Your editorial (23 May) is surely right to say that Scunthorpe steelworks’ distress was forged in the fires of Brexit, for which this government ought to take responsibility. Jeremy Corbyn ought also to take responsibility, for failing to make the case against Brexit clearly both before and after the referendum.

But political infighting is not going to support Scunthorpe and its steelworks. Politicians of goodwill on all sides could perhaps investigate with local people new means of ownership and management of the steelworks, possibly with EU help. These might include a co-operative model, a workers’ or management buyout, a partnership between the government and third-sector organisations, or a completely new model rooted in local circumstances.

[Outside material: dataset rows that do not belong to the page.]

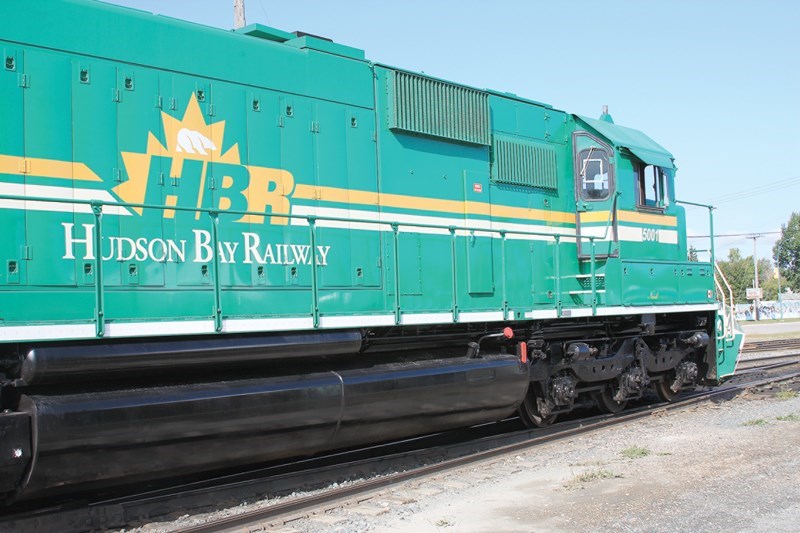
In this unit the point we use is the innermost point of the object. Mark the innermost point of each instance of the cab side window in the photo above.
(594, 174)
(651, 186)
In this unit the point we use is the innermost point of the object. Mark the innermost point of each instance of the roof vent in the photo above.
(605, 117)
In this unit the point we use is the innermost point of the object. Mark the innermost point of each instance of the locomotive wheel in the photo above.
(530, 415)
(662, 388)
(606, 402)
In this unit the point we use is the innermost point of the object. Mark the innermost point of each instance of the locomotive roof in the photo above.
(636, 142)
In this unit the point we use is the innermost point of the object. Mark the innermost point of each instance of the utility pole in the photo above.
(238, 14)
(757, 300)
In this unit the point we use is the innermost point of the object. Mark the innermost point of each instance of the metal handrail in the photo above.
(727, 310)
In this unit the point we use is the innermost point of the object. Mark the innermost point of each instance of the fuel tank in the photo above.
(101, 438)
(82, 362)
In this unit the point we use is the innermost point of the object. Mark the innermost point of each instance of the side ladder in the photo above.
(729, 335)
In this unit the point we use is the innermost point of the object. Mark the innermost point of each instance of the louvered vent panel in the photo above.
(432, 107)
(522, 162)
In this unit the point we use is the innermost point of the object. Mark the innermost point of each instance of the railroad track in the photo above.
(437, 453)
(766, 363)
(778, 344)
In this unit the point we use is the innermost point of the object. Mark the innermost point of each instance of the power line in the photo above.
(748, 235)
(760, 189)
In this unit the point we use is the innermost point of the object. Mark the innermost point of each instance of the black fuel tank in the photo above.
(108, 438)
(81, 362)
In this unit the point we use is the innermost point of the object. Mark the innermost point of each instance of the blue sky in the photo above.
(715, 82)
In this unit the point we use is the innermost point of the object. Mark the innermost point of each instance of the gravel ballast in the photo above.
(717, 467)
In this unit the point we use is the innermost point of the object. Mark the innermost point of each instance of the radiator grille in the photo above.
(432, 107)
(523, 162)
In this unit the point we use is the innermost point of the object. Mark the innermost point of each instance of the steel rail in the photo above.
(121, 511)
(305, 504)
(777, 344)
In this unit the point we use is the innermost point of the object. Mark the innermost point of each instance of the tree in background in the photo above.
(787, 251)
(738, 271)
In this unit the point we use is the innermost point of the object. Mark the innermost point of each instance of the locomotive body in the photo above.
(229, 247)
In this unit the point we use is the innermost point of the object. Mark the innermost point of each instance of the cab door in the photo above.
(595, 196)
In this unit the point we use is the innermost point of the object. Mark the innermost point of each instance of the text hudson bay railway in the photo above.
(278, 247)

Scunthorpe and British Steel are an important part of a strategic industry. They have not been served well by distant ownership and venture capitalists. A non-partisan effort, crucially involving local people and organisations, could attract government and European support for a regionally based and controlled restructuring of British Steel that would prevent the fires going out.
Nigel Lindsay
Bo’ness, West Lothian

• The collapse of British Steel (Front page, 23 May) has come at the worst possible time – when we’re effectively without a working government. The complex – and ultimately highly successful – acquisition of the core assets of Rolls Royce by the Heath government in 1971 was carried out by top people with imagination and long-term vision. Notwithstanding the issues regarding worldwide overproduction and the impact of cheap Chinese imports, there are lessons to be gained from this earlier model, and– in the long term – a vital industry might be made viable again. Such an outcome, of course, would demand a change of government as soon as possible.
Nigel Linford
Eastbourne, East Sussex

• The UK steel sector is a strategic resource in terms of servicing the defence of the realm and critical UK-wide infrastructure – an economic imperative. A state takeover is infinitely preferable to closing down. And UK steel has a well deserved reputation for quality of finish. One immediate action that the government should take now is to scrap or at least modify the job-destroying carbon levy. This has proved a millstone around the neck of blue-collar industry.
John Barstow
Fittleworth, West Sussex

• The British Steel crisis shows the danger of allowing tens of thousands of people’s livelihoods to be put into the hands of private equity firms. Those people – and every other citizen – could be rescued from insecurity by a citizen’s income. If the government assumed its responsibility for issuing money then, instead of allowing banks to issue 97% of money as debt, the government could issue 100% of money as social credit. This could fund a state income big enough to replace wages, pensions and benefits, and could also fund social spending.
Chris Hughes
Leicester

• For British Steel, see Rover and BHS, Monarch etc. Successive governments have either been hoodwinked by or connived with the private equity funds and unscrupulous businessmen to hand them chunks of corporate UK for nothing and allow them to strip out the assets or pay themselves fortunes through legal but immoral financial engineering, leaving workers on the scrapheap. That is Britain today, the land of inequality.